Te veo, más allá de la lejanía de mis sueños caminaba junto a ti, junto a la desierta carretera que fue cómplice de nuestras conversaciones simplonas, venteaban corrientes de aire que me congelaban la piel entera, pero no tenía frío, el etéreo velo blanco de nuestro mundo material se difuminaba al tacto con tu hermosa figura, pero sentía la cálida sensación de tu sonido.

Escuchaba tu voz, me desprendía del suelo y me llevaba por mundos que yo jamás hubiese concebido, me hablabas de tu día y tus notas melifluas me llenaban de calor, me sentía en una burbuja, el mundo se caía sobre sí mismo pero emitías un aura que me iluminaba el camino, me tomaste la mano y caminaste junto a mí, me sentía invencible.

Albas y crepúsculos presenciamos, hermosos y cortos se me antojaban, como el efímero tiempo cuando estoy contigo, pero ahora es diferente, mis palabras no llevan un doble sentido, nuestro tiempo aquí expira.
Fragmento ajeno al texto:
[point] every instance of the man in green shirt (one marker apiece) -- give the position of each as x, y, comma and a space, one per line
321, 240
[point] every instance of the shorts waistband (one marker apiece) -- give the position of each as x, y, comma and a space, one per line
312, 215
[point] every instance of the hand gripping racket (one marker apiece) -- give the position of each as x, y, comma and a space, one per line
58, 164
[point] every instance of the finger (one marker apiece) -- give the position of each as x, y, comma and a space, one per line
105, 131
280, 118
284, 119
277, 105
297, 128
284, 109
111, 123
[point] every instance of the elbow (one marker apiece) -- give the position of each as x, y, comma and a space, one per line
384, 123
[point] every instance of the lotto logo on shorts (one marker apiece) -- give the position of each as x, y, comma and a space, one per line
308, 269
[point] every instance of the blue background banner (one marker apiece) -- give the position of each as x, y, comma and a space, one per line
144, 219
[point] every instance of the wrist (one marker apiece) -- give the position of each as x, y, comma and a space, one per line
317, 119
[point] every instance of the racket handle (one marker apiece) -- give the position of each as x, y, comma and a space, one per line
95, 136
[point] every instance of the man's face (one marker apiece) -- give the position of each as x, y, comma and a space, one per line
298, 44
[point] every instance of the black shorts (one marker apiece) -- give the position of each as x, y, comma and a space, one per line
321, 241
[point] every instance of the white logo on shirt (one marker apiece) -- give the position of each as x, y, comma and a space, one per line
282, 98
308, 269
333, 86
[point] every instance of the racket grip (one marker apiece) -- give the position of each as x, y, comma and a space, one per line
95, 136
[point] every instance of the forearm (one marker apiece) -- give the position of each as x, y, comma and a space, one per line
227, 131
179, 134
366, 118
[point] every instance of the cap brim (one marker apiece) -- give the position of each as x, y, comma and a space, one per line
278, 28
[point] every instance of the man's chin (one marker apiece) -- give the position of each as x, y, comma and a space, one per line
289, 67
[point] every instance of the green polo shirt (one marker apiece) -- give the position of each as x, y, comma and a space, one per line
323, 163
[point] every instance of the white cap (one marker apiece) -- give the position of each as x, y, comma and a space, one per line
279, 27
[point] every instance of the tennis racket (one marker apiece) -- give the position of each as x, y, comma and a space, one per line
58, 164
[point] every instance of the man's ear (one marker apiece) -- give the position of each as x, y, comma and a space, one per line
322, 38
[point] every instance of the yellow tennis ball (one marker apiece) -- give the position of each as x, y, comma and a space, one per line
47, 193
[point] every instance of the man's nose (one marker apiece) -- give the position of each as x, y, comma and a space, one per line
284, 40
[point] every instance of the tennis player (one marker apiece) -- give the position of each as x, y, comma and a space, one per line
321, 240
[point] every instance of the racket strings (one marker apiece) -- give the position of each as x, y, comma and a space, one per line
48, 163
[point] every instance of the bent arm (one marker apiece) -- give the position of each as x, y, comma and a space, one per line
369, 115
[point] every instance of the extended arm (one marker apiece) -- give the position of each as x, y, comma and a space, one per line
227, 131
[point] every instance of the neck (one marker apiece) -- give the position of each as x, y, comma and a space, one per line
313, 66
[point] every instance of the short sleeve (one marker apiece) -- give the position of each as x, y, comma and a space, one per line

Nos dijeron juramentos de nuestro destino y nos lo narraron sempiterno, ahora nos damos cuenta de que el largo sendero es oscuro no por coincidencia y la nieve ralentiza los pasos, tu fuego interior contagia mi cansada voluntad y derrite la blancura del asfalto.

Mis piernas se dan por vencidas igual que las tuyas y los corazones nos piden un desahogo, la luminiscencia de la luna nos cobija con su manto de tranquilidad momentánea pero copiosa era la nevada, con los cuerpos sometidos por el cansancio y derramados sobre la nieve me tomo un santiamén para sentirte, las coyunturas que nos trajeron hasta acá me obligan a pensar que no te volveré a ver y no puedo evitar el intento de memorizar tu rostro, añoro el “ojalá no”.

Odiaba el desenlace que se pintaba poco a poco y tú me mirabas directo al alma con esos ojos que me gritan te amo, lloraron un par de gotas que cayeron sobre mi mano, te besé por última vez y apresuramos la conversación reprimida, la tranquilidad que me regalaste fue inconmensurable y ahora que está todo en silencio siento algo desprenderse de mí, la respiración se me entrecortaba, tomé tu mano y te prometí esperar por ti en nuestro cielo.